# For sale: Space marines, Ig bitz, Random elves/40k wanted:££ menoth 40k army [UK]



## dandan1350 (Apr 22, 2010)

Hello heretics! Have a few more models of which I decided to put up for sale/trade. I'm not looking for so much in the trade area but will take all into consideration.

First up what I'm looking for: 

Paypal or online games workshop vouchers as I'm in need of direct ordering somethings.

Imperial guard - Chimeras, cadian troops, maybe some other stuff.

Adeptus arbites - MASSIVE WANT RIGHT HERE!

Menoth - Anything for my army except First Kreoss and crusaders.


I have the following items.

Wood Elves:
Unmade and unopened box of wood elves.

Space marines:
5 dark vengeance terminators - Three built not painted, the rest still on sprue

10 Dark vengeance tactical marines - All unbuilt

5 bolters scouts - Built but unpainted

5 sniper scouts - All partially built.
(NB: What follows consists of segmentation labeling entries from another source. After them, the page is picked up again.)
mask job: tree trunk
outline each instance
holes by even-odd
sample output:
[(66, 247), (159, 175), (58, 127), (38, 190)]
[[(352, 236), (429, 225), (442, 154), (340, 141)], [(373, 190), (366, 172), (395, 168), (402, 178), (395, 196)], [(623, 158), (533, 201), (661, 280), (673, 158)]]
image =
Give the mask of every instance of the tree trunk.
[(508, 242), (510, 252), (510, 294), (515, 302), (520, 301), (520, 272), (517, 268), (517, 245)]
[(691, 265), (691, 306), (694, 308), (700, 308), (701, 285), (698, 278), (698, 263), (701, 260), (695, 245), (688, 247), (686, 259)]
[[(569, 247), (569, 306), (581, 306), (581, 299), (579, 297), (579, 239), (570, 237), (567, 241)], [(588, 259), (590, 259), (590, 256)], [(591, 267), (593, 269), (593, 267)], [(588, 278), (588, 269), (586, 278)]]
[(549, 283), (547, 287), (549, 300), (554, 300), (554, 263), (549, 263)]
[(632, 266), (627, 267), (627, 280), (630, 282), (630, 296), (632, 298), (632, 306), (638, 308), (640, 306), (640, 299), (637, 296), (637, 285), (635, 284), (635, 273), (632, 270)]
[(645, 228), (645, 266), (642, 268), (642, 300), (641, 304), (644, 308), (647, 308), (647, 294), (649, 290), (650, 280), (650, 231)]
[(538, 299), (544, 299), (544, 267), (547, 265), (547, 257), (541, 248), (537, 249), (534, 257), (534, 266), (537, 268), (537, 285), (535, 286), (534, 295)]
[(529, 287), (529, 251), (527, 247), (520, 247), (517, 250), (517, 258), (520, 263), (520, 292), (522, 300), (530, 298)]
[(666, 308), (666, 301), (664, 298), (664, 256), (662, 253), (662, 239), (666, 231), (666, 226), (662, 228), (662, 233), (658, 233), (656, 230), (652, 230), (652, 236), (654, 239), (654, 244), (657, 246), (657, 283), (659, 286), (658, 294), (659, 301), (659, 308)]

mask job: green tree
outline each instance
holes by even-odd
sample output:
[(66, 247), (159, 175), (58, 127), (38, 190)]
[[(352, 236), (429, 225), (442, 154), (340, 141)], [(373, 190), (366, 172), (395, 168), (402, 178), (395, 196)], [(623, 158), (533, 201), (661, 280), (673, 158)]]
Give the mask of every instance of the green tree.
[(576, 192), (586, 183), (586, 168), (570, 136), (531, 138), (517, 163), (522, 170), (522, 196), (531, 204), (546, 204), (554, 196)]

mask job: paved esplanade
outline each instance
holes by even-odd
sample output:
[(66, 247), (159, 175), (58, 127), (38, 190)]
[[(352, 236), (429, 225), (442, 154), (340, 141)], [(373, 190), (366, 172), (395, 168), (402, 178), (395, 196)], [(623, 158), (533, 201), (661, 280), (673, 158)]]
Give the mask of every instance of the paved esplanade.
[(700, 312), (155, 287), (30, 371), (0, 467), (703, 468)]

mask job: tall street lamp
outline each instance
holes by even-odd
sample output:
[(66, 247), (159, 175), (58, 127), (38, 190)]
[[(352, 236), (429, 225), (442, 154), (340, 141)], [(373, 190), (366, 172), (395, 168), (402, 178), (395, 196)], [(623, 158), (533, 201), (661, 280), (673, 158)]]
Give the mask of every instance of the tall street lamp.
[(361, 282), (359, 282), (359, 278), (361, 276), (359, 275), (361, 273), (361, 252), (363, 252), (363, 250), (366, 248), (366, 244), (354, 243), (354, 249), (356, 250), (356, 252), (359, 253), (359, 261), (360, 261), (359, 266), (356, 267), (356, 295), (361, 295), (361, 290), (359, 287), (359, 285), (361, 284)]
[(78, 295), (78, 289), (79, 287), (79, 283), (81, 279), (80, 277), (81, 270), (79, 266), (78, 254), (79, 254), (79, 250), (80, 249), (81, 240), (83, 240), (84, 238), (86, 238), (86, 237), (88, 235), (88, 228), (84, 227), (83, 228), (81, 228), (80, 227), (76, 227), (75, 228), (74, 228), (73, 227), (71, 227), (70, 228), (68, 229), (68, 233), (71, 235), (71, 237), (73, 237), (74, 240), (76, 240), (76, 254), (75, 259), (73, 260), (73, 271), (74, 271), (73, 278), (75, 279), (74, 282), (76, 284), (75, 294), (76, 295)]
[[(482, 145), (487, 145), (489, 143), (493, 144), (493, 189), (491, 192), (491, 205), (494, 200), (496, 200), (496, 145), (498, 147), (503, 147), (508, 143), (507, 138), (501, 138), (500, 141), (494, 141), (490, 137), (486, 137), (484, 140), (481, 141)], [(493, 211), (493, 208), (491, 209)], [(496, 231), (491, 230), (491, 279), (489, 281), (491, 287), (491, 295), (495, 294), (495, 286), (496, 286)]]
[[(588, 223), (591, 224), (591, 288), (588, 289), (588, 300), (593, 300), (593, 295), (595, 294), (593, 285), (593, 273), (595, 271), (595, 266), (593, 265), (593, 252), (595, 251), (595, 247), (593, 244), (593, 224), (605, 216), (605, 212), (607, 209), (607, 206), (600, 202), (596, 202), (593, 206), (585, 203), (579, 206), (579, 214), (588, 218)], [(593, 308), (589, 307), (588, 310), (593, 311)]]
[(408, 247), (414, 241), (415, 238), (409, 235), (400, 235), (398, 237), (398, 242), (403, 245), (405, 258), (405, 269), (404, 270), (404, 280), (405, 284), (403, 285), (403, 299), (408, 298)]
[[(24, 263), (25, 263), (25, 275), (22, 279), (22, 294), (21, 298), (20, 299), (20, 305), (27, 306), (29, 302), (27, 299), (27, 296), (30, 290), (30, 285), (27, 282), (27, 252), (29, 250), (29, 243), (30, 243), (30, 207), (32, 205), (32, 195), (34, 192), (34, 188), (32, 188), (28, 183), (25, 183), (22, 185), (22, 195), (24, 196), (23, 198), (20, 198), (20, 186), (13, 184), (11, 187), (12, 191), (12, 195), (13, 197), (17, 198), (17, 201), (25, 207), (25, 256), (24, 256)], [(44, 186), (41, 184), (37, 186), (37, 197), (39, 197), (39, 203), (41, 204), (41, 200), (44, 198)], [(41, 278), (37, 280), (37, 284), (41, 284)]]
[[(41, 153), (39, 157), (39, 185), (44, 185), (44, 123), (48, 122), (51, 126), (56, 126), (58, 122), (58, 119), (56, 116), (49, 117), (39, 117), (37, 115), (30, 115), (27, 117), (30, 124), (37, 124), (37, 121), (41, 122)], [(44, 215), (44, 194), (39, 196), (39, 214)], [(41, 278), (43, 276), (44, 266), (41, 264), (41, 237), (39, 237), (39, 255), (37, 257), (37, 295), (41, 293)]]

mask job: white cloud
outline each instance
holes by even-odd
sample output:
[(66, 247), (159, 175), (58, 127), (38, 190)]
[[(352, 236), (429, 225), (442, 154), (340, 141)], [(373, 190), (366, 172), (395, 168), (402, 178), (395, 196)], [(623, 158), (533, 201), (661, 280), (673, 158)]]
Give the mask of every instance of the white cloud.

All have paint on them

3 Dark vengeance bikes - All built, primed, sergeant has a lick of paint on him.

6 ravenwing bikes - Three unbuilt, three built and primed.

Imperial guard: Bunch of bitz. Ask away I'll have a flick through em'

Pictures on request, all prices are variable nothing set in stone. Need to move this quick so, fancy lending a hand? :3


----------



## Serpion5 (Mar 19, 2010)

Use correct spelling in your titles, it helps with the search function both here and in external search engines. 

Thank you.


----------